Kojiro by Khalil A Barnett - Book review
by Anca Antoci
Author: Khalil A Barnett
Amazon: Buy from Amazon
Our review: 5.00 (read)
Khalil Barnett's "Kojiro" delves into the intricacies of blurred boundaries between reality and imagination, history and myth, and fact and fiction. This enthralling sword & sorcery fantasy novel draws inspiration from potent Asian myths and legends, captivating readers with its rich tapestry of storytelling.
At the heart of the narrative is Coletrane Marx, a scion of old wealth and deeply entrenched in family traditions centered around archaeology. During his childhood, Coletrane manifested a tulpa—a "thought form". However, this creation, known as Kojiro, takes a sinister turn when it violently claims the lives of Coletrane's parents, appearing before them in a demonic form. Fueled by this tragedy, Coletrane dedicates his life to mastering martial arts, preparing himself to confront the adult Kojiro. To his astonishment, he discovers that the "real" Kojiro exists independently of his imagination, possessing his own past, traumas, and hailing from a world steeped in an alternate, fantastical feudal history.

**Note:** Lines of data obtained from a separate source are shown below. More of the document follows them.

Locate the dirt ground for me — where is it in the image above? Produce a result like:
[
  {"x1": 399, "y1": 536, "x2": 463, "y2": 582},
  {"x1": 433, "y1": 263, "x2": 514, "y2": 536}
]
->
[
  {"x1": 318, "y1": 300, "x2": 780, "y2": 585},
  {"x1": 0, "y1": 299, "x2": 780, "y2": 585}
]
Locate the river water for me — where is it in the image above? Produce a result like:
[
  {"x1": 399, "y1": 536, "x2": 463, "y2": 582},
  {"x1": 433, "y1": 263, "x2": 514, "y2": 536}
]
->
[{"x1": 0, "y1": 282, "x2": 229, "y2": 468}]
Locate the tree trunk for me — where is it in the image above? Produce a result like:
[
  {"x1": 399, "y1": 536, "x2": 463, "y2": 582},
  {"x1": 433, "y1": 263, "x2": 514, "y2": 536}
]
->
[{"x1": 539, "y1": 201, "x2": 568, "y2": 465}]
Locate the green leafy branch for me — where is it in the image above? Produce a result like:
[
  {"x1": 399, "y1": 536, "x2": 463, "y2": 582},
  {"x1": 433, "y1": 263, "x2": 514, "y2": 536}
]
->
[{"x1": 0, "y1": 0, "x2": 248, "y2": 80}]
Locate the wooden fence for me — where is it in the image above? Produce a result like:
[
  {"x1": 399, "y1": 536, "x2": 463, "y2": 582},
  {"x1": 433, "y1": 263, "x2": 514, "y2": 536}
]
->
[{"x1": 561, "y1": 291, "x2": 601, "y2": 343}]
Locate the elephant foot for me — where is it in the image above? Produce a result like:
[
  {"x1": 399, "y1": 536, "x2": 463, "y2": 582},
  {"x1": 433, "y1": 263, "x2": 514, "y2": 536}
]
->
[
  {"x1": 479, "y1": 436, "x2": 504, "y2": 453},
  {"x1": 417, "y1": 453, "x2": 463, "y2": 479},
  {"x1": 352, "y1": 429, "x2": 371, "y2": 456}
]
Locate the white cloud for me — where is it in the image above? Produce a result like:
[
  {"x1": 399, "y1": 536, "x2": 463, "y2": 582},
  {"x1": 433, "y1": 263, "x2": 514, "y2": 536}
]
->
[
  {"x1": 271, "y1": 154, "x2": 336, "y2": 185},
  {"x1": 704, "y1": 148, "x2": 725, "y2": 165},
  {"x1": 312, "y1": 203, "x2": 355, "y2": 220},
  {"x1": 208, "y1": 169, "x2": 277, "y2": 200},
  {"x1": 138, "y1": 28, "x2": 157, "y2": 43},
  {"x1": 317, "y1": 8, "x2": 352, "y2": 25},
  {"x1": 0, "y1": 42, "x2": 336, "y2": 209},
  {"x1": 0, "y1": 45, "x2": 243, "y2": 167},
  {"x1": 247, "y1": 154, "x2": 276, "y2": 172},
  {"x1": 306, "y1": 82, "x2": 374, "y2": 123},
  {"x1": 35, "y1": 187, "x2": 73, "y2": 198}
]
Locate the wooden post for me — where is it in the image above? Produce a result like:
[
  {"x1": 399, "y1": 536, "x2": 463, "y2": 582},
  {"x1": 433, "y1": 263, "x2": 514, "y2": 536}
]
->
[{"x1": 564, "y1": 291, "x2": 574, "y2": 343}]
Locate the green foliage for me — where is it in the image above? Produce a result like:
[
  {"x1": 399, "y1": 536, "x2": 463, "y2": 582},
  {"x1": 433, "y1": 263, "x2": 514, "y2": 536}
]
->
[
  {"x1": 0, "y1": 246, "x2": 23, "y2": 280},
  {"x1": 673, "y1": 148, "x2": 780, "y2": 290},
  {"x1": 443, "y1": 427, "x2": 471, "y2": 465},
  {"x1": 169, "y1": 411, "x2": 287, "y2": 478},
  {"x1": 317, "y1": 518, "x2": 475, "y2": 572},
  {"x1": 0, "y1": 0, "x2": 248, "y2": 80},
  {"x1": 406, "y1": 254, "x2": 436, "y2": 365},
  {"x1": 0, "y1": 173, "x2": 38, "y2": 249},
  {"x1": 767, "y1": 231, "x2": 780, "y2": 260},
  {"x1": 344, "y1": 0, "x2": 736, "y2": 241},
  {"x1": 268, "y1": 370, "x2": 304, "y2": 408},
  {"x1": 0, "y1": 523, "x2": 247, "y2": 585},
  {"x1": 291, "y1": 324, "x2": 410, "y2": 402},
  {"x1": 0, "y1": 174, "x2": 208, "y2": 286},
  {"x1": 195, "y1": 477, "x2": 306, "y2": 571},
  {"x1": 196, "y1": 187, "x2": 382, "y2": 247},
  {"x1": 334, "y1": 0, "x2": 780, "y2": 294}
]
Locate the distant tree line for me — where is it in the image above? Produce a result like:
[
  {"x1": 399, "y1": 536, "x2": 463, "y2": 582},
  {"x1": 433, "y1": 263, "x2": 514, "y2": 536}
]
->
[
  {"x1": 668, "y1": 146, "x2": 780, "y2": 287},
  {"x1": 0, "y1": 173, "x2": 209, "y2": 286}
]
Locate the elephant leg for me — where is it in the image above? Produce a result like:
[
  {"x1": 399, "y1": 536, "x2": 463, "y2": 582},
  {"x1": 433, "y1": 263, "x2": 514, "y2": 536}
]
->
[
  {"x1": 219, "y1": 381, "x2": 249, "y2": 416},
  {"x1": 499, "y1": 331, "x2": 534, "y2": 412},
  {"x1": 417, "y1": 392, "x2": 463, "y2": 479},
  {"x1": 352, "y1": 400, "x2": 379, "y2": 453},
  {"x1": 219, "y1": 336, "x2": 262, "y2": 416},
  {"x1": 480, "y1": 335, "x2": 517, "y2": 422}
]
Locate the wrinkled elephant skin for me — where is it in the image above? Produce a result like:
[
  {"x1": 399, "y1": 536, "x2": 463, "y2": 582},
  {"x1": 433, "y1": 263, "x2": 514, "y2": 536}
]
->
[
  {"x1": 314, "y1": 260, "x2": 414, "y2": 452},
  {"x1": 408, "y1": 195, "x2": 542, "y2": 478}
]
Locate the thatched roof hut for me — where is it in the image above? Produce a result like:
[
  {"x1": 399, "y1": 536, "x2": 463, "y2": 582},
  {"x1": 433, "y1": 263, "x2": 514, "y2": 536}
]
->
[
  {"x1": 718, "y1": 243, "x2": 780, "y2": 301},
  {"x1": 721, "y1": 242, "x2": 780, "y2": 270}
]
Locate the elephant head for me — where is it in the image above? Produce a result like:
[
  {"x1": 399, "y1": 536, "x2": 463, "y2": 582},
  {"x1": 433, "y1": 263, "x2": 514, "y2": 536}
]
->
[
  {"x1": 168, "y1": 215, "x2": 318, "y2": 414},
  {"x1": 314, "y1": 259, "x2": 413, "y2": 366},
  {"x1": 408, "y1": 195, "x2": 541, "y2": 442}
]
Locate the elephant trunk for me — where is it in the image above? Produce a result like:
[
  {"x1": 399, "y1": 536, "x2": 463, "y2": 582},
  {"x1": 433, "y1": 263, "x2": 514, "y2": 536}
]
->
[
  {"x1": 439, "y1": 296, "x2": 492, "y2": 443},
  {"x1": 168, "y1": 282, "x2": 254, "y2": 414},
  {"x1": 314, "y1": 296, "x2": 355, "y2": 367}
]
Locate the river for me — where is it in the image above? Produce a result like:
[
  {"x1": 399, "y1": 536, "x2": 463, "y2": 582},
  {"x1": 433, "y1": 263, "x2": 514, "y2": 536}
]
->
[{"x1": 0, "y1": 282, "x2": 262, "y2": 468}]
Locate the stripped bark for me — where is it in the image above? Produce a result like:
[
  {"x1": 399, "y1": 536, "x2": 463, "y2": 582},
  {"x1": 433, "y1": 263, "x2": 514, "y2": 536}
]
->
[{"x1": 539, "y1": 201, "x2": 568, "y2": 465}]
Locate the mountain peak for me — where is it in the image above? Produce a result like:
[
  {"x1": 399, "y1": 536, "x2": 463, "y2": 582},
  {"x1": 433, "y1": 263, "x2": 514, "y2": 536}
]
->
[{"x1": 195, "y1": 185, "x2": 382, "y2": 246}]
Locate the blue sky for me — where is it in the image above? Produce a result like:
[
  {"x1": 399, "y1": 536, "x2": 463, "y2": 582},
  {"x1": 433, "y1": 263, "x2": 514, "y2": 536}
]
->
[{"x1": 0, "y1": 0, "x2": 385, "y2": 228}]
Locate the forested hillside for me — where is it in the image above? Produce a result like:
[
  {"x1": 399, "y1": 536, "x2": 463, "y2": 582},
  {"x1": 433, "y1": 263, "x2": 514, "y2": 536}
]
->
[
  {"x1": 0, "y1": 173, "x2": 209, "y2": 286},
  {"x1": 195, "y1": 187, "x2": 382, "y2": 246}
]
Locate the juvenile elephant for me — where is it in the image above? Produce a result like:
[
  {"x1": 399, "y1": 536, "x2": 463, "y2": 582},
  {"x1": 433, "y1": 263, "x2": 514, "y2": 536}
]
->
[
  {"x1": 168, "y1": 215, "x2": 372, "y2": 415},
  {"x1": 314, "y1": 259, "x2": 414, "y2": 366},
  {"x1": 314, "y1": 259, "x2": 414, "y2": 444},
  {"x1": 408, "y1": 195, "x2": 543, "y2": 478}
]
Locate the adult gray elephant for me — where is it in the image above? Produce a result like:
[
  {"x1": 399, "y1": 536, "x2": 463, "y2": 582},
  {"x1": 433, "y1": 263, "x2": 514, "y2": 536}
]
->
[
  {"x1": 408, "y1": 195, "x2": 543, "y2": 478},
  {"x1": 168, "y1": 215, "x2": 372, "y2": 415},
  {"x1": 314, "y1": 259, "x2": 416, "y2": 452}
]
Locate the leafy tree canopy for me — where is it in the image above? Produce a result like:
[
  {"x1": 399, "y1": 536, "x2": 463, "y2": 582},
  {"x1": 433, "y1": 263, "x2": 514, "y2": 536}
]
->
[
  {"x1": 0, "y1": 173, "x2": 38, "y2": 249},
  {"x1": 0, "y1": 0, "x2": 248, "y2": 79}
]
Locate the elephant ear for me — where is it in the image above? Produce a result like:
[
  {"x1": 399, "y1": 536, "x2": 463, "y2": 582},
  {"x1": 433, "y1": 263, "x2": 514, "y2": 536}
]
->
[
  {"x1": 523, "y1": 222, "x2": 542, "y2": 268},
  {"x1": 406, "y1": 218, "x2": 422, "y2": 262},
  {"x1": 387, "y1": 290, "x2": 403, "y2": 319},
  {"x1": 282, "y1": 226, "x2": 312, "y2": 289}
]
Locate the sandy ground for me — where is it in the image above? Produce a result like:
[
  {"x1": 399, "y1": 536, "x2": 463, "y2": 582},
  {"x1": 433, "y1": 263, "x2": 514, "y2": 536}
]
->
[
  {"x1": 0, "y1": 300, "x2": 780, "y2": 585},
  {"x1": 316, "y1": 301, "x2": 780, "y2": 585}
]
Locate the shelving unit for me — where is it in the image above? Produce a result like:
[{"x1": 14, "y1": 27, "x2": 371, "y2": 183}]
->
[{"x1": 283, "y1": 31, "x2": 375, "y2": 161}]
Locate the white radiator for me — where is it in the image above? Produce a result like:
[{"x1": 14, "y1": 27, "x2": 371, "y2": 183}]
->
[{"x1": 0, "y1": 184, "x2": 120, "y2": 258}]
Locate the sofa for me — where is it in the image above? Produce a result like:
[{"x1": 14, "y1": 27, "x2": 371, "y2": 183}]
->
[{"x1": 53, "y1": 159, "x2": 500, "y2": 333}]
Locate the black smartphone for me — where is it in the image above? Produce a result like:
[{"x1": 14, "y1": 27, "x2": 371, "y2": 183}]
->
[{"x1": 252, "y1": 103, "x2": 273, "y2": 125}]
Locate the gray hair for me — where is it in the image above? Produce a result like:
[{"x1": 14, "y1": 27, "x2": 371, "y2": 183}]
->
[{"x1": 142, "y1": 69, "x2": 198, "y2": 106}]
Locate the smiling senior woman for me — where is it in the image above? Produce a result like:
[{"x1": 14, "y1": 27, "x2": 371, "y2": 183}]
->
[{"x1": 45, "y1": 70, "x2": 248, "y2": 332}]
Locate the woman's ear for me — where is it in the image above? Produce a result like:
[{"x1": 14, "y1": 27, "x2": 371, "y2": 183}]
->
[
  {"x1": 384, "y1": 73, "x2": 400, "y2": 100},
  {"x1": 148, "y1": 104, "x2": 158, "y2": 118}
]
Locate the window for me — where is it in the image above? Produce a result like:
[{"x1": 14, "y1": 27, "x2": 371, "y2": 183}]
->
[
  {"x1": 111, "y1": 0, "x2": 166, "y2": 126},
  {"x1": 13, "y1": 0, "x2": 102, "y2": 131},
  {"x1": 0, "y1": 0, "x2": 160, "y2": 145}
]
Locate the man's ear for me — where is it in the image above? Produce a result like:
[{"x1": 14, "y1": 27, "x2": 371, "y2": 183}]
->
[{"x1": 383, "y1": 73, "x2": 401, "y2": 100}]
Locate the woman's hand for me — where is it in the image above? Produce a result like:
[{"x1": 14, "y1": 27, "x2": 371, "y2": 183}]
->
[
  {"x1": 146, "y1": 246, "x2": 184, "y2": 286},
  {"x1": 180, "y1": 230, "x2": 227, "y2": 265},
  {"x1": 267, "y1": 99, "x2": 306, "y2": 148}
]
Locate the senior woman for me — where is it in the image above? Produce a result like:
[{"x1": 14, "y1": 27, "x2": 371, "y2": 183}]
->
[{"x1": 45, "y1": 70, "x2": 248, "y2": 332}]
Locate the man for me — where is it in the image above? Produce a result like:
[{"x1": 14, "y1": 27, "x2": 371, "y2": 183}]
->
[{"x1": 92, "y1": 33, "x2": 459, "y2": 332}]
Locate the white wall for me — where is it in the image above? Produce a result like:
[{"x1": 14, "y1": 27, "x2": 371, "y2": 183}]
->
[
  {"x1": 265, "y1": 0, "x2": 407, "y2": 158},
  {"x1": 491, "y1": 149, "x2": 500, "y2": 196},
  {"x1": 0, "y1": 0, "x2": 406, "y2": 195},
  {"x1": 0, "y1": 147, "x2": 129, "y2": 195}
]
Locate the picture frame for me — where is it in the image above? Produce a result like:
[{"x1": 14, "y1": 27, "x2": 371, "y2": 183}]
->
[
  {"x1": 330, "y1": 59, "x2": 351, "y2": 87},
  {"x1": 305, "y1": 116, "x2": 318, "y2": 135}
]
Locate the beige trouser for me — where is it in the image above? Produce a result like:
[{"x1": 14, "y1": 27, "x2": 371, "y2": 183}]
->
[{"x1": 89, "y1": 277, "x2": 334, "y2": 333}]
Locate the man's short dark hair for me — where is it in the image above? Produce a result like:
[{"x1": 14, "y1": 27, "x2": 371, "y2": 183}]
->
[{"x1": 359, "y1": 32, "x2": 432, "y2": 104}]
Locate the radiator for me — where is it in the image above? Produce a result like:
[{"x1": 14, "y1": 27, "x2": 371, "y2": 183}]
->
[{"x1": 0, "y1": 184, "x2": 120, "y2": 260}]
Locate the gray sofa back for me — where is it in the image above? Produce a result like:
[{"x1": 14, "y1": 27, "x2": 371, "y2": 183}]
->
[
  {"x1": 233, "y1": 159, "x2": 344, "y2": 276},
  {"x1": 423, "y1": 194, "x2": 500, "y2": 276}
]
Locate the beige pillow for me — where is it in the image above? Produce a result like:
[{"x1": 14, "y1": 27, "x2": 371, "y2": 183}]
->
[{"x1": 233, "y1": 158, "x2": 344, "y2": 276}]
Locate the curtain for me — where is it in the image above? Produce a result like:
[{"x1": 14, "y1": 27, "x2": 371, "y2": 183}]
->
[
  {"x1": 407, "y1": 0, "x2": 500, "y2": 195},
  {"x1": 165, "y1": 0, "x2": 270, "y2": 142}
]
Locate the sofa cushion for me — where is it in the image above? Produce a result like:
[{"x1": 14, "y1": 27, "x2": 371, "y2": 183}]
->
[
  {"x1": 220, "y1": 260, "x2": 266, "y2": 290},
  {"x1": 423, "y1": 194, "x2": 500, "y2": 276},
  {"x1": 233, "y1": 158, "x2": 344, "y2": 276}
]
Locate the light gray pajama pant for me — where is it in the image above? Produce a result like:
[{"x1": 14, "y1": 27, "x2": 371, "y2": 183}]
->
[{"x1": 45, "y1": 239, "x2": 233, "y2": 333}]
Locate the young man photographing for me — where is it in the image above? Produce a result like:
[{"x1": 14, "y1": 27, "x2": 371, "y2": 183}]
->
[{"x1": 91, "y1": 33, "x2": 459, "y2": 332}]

Far from being a mere emblem of childhood guilt, Kojiro becomes a complex consciousness intertwined with Coletrane in ways that hold global consequences.
Barnett masterfully weaves cultural elements into the world-building and character development, immersing readers in a vivid and authentic realm. The prose flows effortlessly, carrying the reader through a well-paced narrative where tension consistently crackles beneath the surface. The atmospheric storytelling leaves a lasting impression, effectively drawing readers into the enchanting world of "Kojiro."
With its profound exploration of Asian mythology, martial arts and samurai culture, this book is a must-read for fantasy enthusiasts. "Kojiro" caters to those with a passion for immersive storytelling and an ardent interest in the rich tapestry of Asian folklore.